The notification of plans by AIB, Bank of Ireland, Permanent TSB and KBC to co-develop a new payment app was found to be invalid.
A plan by four of Ireland’s pillar banks to build a Revolut rival has hit a stumbling block with the competition authorities.
The banks had alerted the Competition and Consumer Protection Commission (CCPC) to their plans to co-develop a new payments apps, but the competition watchdog has found the notification invalid.
AIB, Bank of Ireland, Permanent TSB and KBC Bank Ireland intend to develop their own inter-bank payments app to rival the likes of Revolut and N26, which have eaten into their market share. A new company called Synch Payments has been established to oversee the development of the joint venture.
The CCPC, which usually vets mergers and acquisitions for any anti-competitive concerns, said that in its preliminary assessment it has been unable to gauge the scope of the Irish banks’ plans.

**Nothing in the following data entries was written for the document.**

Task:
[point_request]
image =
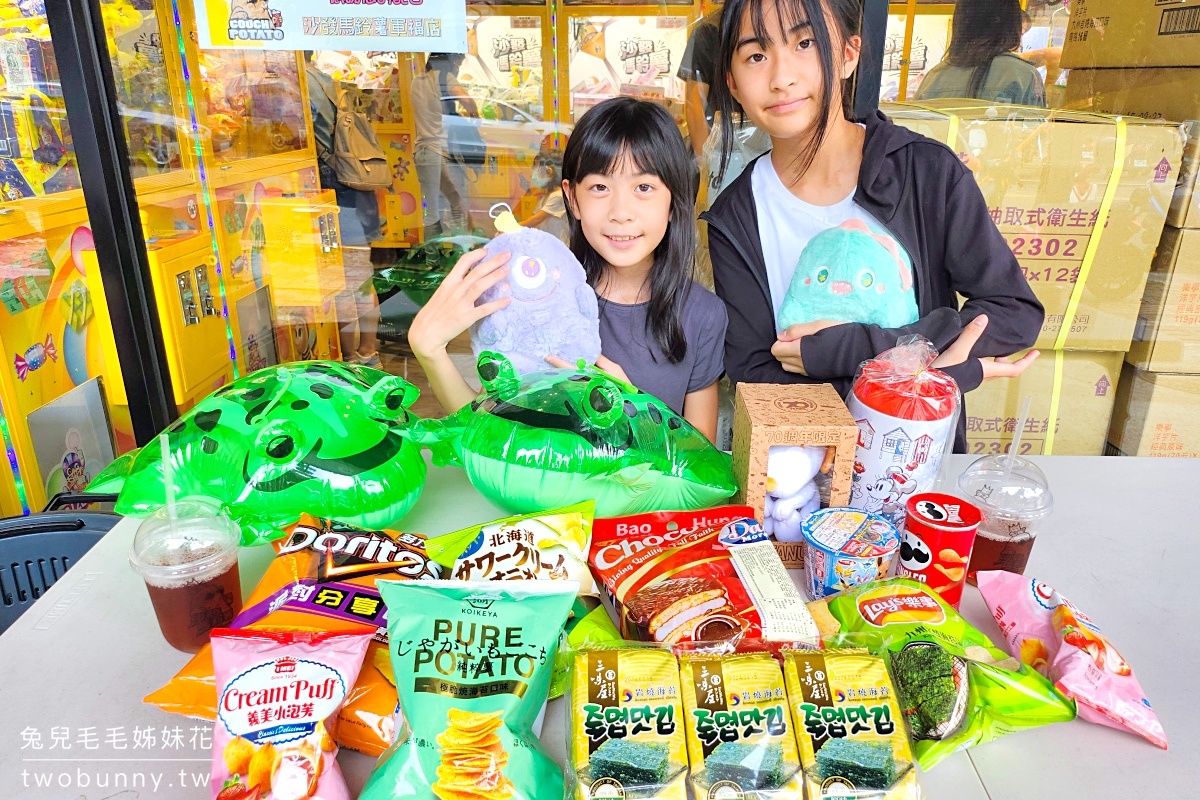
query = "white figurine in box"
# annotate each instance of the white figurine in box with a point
(792, 492)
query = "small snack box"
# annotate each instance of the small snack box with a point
(793, 452)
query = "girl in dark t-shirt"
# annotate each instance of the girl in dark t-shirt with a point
(629, 190)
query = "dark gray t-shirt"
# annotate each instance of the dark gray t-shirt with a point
(625, 340)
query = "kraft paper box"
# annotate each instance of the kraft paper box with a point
(1156, 415)
(1171, 95)
(1043, 175)
(1168, 334)
(1133, 34)
(1085, 405)
(766, 415)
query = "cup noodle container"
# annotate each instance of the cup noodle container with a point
(936, 543)
(905, 413)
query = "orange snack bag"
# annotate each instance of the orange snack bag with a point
(323, 578)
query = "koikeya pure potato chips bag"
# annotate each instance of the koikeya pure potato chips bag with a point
(741, 739)
(546, 546)
(472, 662)
(625, 729)
(279, 693)
(955, 687)
(323, 578)
(849, 726)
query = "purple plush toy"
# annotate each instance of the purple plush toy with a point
(553, 310)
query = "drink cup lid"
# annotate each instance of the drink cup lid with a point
(199, 541)
(1020, 491)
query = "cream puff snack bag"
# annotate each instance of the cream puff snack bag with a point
(276, 693)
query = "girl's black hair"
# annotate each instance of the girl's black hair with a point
(647, 136)
(846, 13)
(982, 30)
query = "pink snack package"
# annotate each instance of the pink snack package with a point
(1045, 631)
(277, 691)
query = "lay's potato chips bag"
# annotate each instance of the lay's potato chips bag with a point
(625, 729)
(323, 578)
(544, 546)
(741, 739)
(849, 725)
(472, 662)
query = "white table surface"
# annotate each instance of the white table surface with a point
(73, 669)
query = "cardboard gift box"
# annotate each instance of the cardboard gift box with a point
(1085, 396)
(766, 415)
(1139, 34)
(1156, 415)
(1168, 334)
(1044, 176)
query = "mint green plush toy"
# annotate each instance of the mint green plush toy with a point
(850, 274)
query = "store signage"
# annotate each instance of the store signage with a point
(400, 25)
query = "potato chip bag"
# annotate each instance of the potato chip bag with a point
(955, 687)
(741, 739)
(279, 695)
(472, 662)
(625, 728)
(546, 546)
(323, 578)
(849, 725)
(1048, 632)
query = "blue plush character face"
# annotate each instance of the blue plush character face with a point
(851, 274)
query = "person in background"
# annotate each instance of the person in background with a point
(547, 175)
(430, 151)
(696, 68)
(358, 217)
(982, 60)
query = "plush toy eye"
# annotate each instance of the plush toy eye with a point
(528, 272)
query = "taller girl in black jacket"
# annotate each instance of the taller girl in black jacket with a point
(777, 62)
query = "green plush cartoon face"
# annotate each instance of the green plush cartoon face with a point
(557, 437)
(312, 437)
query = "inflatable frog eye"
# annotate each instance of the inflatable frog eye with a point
(316, 437)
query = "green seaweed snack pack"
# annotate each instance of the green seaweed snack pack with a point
(472, 662)
(955, 687)
(546, 546)
(625, 729)
(741, 740)
(849, 725)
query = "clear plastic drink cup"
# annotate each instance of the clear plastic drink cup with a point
(1014, 498)
(190, 566)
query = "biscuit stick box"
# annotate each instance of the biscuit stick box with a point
(849, 726)
(625, 728)
(472, 662)
(741, 739)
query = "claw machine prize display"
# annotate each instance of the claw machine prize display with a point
(619, 49)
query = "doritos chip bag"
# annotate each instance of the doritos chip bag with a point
(741, 739)
(472, 662)
(957, 689)
(279, 693)
(323, 578)
(546, 546)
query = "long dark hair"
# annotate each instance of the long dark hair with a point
(982, 30)
(646, 134)
(847, 14)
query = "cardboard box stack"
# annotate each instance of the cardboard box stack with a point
(1045, 176)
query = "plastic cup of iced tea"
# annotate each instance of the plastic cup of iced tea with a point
(190, 565)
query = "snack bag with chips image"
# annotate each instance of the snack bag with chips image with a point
(323, 578)
(280, 692)
(625, 726)
(849, 725)
(546, 546)
(472, 662)
(957, 689)
(741, 740)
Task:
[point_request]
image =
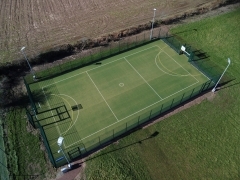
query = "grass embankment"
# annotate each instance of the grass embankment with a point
(201, 142)
(25, 157)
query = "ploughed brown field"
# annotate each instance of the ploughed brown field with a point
(42, 24)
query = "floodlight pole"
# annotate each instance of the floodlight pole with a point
(154, 13)
(59, 142)
(22, 50)
(229, 61)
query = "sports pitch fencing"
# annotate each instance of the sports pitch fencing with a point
(92, 105)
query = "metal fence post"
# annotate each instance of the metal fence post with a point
(172, 103)
(161, 109)
(191, 93)
(150, 115)
(182, 98)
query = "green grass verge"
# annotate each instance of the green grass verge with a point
(199, 143)
(3, 156)
(25, 157)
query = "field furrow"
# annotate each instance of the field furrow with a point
(42, 24)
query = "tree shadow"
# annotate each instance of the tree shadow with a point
(187, 31)
(137, 142)
(22, 99)
(220, 85)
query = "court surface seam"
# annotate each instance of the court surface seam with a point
(102, 96)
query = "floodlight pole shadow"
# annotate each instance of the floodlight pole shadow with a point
(214, 89)
(60, 142)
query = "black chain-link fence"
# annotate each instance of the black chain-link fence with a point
(50, 132)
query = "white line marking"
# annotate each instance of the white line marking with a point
(72, 113)
(178, 75)
(51, 112)
(199, 71)
(143, 78)
(99, 66)
(102, 96)
(179, 64)
(105, 100)
(135, 113)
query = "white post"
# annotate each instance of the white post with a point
(154, 11)
(59, 142)
(22, 50)
(229, 61)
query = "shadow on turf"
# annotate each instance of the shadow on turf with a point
(22, 99)
(222, 85)
(137, 142)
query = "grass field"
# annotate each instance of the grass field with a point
(3, 156)
(41, 26)
(198, 143)
(120, 93)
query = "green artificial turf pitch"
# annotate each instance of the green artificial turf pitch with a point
(98, 100)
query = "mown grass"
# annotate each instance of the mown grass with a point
(201, 142)
(25, 157)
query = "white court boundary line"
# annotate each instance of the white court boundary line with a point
(59, 132)
(143, 78)
(146, 106)
(100, 66)
(104, 98)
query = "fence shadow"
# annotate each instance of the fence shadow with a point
(137, 142)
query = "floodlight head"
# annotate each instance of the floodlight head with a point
(23, 48)
(183, 48)
(229, 61)
(60, 141)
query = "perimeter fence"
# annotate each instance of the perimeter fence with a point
(85, 147)
(4, 172)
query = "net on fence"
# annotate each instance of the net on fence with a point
(49, 131)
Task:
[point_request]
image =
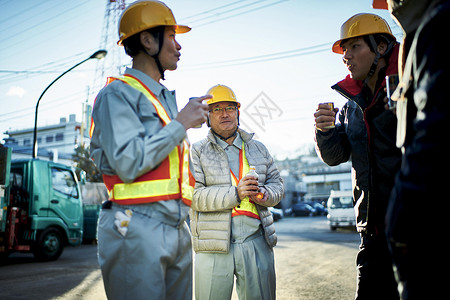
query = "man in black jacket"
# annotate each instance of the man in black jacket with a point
(418, 212)
(366, 133)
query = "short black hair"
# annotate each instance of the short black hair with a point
(133, 46)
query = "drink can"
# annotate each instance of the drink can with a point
(331, 105)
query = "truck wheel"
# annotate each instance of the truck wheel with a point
(49, 245)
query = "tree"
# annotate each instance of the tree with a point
(83, 162)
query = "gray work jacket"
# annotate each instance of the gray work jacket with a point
(129, 139)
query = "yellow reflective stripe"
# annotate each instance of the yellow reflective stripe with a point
(154, 188)
(187, 191)
(158, 106)
(245, 204)
(145, 189)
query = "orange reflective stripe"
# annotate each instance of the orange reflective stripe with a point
(172, 179)
(246, 207)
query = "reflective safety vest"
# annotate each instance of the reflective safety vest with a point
(247, 207)
(172, 179)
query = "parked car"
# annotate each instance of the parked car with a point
(320, 209)
(303, 209)
(277, 213)
(340, 209)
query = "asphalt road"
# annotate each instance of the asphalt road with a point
(312, 262)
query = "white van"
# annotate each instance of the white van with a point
(340, 209)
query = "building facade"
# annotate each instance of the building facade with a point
(55, 142)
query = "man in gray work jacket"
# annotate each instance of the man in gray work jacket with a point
(232, 230)
(138, 143)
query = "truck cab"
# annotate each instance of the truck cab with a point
(41, 207)
(340, 209)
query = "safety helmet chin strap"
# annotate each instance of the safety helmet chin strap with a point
(220, 136)
(225, 138)
(378, 55)
(160, 36)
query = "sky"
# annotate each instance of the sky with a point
(274, 54)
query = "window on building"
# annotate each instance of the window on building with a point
(64, 182)
(49, 138)
(59, 137)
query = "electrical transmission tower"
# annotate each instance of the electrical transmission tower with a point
(116, 60)
(112, 65)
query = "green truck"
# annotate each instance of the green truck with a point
(41, 207)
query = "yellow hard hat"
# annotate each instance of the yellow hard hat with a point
(359, 25)
(142, 15)
(221, 93)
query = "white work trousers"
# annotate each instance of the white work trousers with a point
(152, 261)
(251, 261)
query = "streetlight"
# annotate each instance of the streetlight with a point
(98, 55)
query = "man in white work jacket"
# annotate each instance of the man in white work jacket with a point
(232, 230)
(139, 144)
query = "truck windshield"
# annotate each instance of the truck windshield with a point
(63, 181)
(342, 202)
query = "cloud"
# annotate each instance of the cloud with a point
(16, 91)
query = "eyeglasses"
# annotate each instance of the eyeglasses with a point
(218, 110)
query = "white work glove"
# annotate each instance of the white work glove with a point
(122, 220)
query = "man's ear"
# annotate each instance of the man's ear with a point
(382, 47)
(149, 42)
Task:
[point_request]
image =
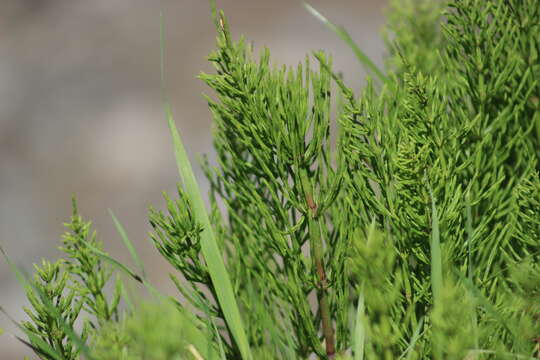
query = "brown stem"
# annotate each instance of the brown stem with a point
(316, 243)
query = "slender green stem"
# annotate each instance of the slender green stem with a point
(316, 244)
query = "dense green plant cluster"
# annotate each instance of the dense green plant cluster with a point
(401, 223)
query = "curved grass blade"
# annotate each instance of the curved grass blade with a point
(216, 267)
(211, 253)
(408, 353)
(344, 35)
(128, 244)
(359, 329)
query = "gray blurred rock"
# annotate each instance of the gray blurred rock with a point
(80, 110)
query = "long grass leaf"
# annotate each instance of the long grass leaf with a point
(436, 257)
(436, 265)
(129, 245)
(408, 353)
(359, 329)
(212, 254)
(210, 250)
(344, 35)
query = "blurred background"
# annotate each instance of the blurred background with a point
(81, 111)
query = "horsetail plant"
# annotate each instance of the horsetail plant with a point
(401, 223)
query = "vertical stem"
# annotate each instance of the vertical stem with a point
(316, 244)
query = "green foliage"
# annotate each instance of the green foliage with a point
(140, 336)
(408, 230)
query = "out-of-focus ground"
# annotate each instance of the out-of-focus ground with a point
(81, 111)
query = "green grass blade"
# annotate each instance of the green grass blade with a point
(128, 244)
(436, 265)
(470, 270)
(359, 329)
(212, 254)
(436, 258)
(344, 35)
(408, 353)
(114, 262)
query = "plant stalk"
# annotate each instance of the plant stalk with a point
(316, 244)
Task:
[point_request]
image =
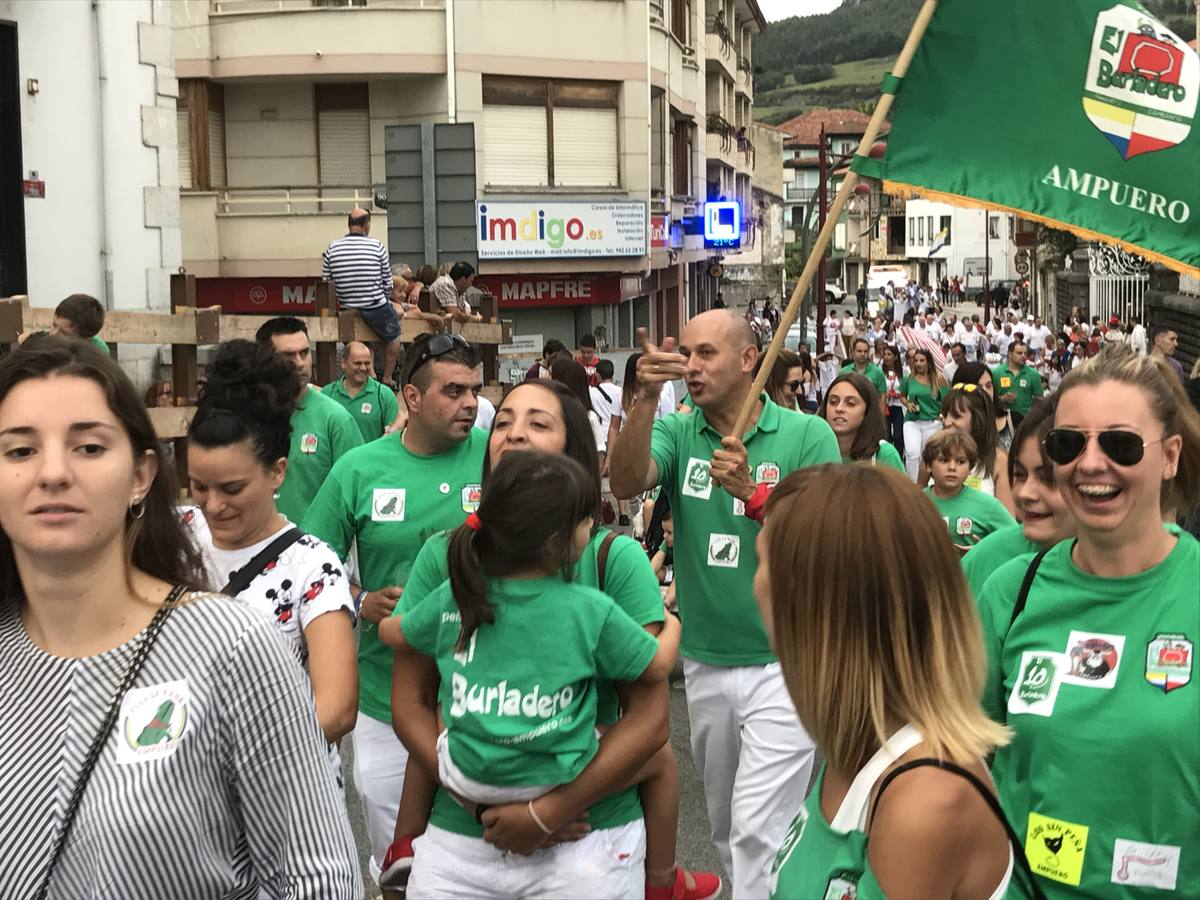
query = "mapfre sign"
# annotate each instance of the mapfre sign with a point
(519, 292)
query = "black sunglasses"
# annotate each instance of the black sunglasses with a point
(421, 353)
(1125, 448)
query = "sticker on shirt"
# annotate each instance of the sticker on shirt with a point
(767, 473)
(1145, 865)
(697, 480)
(1055, 849)
(1093, 659)
(388, 504)
(1169, 661)
(151, 723)
(724, 550)
(1037, 683)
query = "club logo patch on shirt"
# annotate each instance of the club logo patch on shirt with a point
(1093, 659)
(1055, 849)
(1147, 865)
(697, 480)
(388, 504)
(767, 473)
(1037, 683)
(1169, 661)
(724, 550)
(151, 723)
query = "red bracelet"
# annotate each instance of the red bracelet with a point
(756, 507)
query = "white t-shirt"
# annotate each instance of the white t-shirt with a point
(305, 582)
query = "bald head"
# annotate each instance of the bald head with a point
(359, 221)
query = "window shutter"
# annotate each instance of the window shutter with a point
(585, 148)
(216, 148)
(184, 135)
(516, 145)
(345, 147)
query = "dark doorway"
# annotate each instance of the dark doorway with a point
(12, 202)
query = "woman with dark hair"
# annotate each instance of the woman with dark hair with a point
(852, 409)
(121, 690)
(544, 415)
(237, 460)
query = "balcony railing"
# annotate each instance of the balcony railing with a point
(309, 201)
(244, 7)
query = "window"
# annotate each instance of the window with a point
(343, 135)
(550, 133)
(199, 127)
(681, 157)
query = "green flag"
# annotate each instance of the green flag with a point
(1075, 113)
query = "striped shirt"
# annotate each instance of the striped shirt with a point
(215, 783)
(358, 267)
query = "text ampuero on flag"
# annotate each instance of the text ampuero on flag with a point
(1080, 114)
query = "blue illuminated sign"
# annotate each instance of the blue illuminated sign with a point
(723, 223)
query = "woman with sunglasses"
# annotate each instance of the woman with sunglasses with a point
(1091, 646)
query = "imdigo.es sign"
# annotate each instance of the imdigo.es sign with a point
(262, 297)
(517, 292)
(537, 229)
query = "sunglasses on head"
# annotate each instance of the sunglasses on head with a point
(437, 346)
(1125, 448)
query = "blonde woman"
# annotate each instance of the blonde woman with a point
(883, 660)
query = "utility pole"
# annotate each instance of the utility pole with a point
(821, 215)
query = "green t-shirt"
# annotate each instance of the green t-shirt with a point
(929, 402)
(629, 581)
(874, 375)
(1097, 681)
(520, 701)
(373, 408)
(1025, 384)
(993, 552)
(715, 558)
(322, 432)
(391, 502)
(970, 515)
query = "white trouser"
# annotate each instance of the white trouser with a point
(379, 763)
(915, 437)
(606, 863)
(755, 760)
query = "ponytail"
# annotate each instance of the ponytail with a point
(467, 583)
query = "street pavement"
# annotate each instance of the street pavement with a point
(694, 845)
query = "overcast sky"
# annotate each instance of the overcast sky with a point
(775, 10)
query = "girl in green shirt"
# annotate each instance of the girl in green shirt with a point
(904, 804)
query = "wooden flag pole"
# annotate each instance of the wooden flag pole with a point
(839, 203)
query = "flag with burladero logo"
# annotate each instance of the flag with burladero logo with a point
(1077, 113)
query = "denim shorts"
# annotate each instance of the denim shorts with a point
(384, 321)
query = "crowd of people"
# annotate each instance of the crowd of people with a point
(930, 612)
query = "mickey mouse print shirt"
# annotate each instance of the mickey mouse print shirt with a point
(305, 582)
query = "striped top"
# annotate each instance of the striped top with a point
(358, 267)
(215, 783)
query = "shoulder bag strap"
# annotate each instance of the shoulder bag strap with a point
(102, 735)
(240, 579)
(603, 558)
(1023, 862)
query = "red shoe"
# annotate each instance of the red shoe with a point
(705, 886)
(397, 864)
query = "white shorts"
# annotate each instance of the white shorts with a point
(457, 781)
(607, 863)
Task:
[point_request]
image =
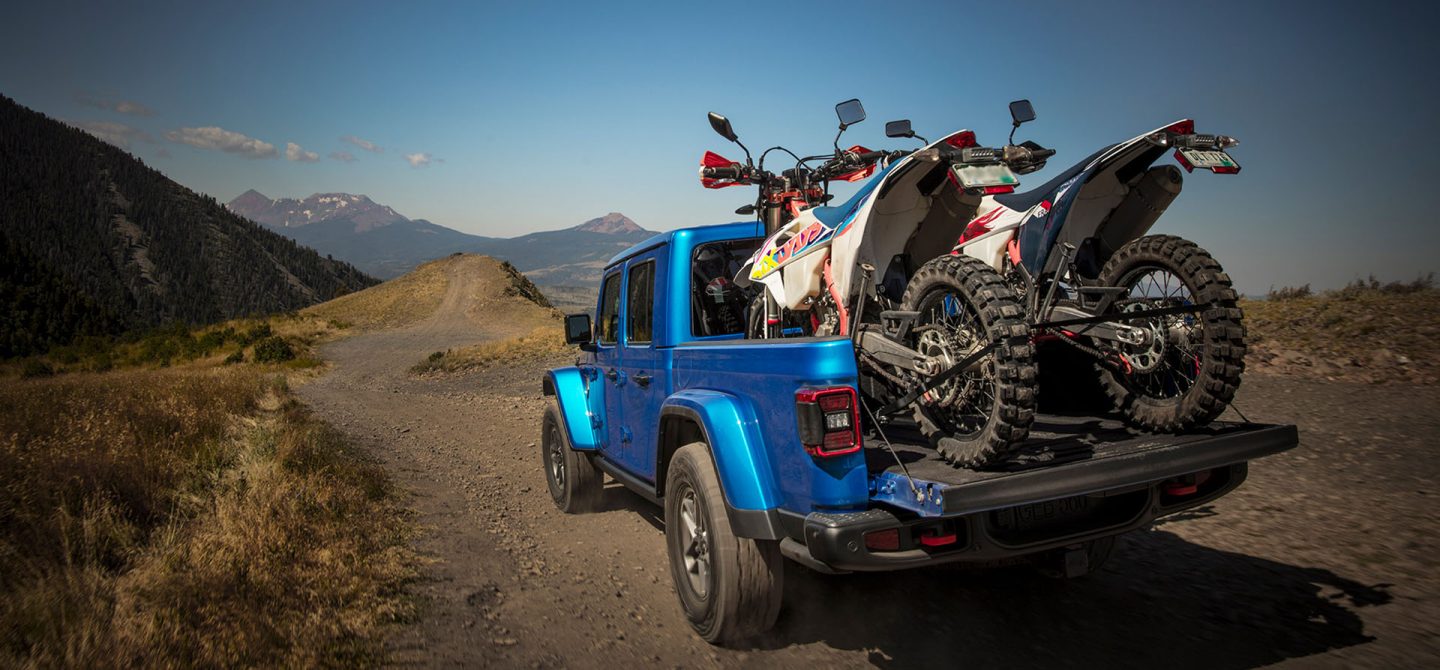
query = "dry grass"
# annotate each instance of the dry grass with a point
(1362, 332)
(540, 343)
(189, 517)
(395, 303)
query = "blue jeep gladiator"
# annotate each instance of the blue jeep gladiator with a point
(758, 450)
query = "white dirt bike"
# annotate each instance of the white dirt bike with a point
(948, 280)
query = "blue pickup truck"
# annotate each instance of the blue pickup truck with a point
(758, 450)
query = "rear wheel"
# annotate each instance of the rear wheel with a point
(575, 483)
(729, 587)
(981, 415)
(1188, 369)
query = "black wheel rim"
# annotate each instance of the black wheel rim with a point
(694, 543)
(1168, 365)
(555, 454)
(948, 330)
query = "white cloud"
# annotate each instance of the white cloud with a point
(223, 140)
(293, 152)
(365, 144)
(118, 105)
(117, 134)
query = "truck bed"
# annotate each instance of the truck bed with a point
(1064, 456)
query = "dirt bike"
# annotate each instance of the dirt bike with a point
(972, 275)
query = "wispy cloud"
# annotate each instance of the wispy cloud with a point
(223, 140)
(365, 144)
(117, 134)
(297, 154)
(117, 105)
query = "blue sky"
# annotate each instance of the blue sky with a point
(539, 115)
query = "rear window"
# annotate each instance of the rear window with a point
(609, 324)
(716, 303)
(641, 304)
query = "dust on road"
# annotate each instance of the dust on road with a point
(1325, 556)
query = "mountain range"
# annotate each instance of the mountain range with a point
(386, 244)
(94, 242)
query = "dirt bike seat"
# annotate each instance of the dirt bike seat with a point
(1023, 202)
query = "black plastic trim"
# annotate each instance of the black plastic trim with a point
(1099, 474)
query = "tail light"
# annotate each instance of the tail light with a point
(828, 421)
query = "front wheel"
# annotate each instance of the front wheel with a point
(982, 415)
(729, 587)
(575, 483)
(1188, 368)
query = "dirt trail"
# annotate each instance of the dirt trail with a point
(1326, 556)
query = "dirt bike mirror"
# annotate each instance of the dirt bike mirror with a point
(899, 128)
(576, 329)
(722, 127)
(1021, 111)
(850, 113)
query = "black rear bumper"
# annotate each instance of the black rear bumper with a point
(1007, 515)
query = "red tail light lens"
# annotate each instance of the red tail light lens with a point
(828, 421)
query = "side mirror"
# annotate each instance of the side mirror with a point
(576, 329)
(899, 128)
(850, 113)
(722, 127)
(1021, 111)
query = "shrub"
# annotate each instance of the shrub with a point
(272, 350)
(1289, 293)
(35, 368)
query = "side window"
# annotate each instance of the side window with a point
(640, 301)
(716, 304)
(608, 329)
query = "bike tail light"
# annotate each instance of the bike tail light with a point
(828, 421)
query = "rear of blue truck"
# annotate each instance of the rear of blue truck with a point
(763, 448)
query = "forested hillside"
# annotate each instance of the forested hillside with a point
(97, 242)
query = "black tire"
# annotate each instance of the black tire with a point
(1191, 383)
(576, 484)
(730, 588)
(1004, 389)
(1098, 552)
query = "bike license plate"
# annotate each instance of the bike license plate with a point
(1217, 162)
(982, 176)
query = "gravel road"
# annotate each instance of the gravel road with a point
(1324, 558)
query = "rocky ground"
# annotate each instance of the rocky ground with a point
(1324, 558)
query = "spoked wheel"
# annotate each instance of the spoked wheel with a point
(981, 415)
(1188, 366)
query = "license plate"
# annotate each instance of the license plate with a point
(1033, 515)
(1217, 162)
(982, 176)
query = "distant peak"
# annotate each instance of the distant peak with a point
(611, 224)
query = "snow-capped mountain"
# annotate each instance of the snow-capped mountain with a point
(290, 212)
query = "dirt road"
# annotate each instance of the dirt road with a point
(1324, 558)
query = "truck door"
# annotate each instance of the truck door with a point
(641, 366)
(604, 395)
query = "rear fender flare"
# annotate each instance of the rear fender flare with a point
(736, 445)
(568, 385)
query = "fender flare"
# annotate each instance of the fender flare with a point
(568, 388)
(732, 434)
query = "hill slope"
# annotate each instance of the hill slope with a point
(97, 242)
(386, 244)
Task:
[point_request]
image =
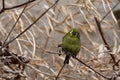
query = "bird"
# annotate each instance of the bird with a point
(71, 44)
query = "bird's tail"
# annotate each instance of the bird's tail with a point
(67, 58)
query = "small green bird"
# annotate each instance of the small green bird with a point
(71, 43)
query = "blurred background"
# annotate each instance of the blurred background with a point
(40, 42)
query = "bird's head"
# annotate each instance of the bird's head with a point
(75, 32)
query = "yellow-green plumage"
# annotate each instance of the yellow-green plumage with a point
(71, 43)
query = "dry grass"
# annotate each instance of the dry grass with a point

“As the notifying parties have failed to provide full details in the notification in relation to the nature of the proposed transaction, the CCPC has been unable to determine whether the proposed transaction is a ‘merger or acquisition’ within the meaning of section 16 of the 2002 Act,” it said, in reference to the Competition Act.
The competition watchdog was notified of the plans on a voluntary basis and it is assessing whether the banks should have notified it under its mandatory rules.
This doesn’t mean the end for Synch Payments but rather it will require more explaining from the banks. It may also put the planned summer launch on hold.
The Banking and Payments Federation of Ireland (BPFI), the industry group involved in coordinating the banks’ efforts, said it looks forward to engaging further with the CCPC on the matter.
Synch is hoped to claw back some consumer market share for the banks by creating an app that allows for quick and easy online payments among users, much like Revolut.
The fintech company and its rival N26 have secured strong userbases in Ireland, with the former amassing more than 1m customers.
Ulster Bank, the fifth pillar bank in Ireland, has not joined up with the banks’ venture. Its future in the country remains in doubt as parent company NatWest carries out a review on whether to wind it down.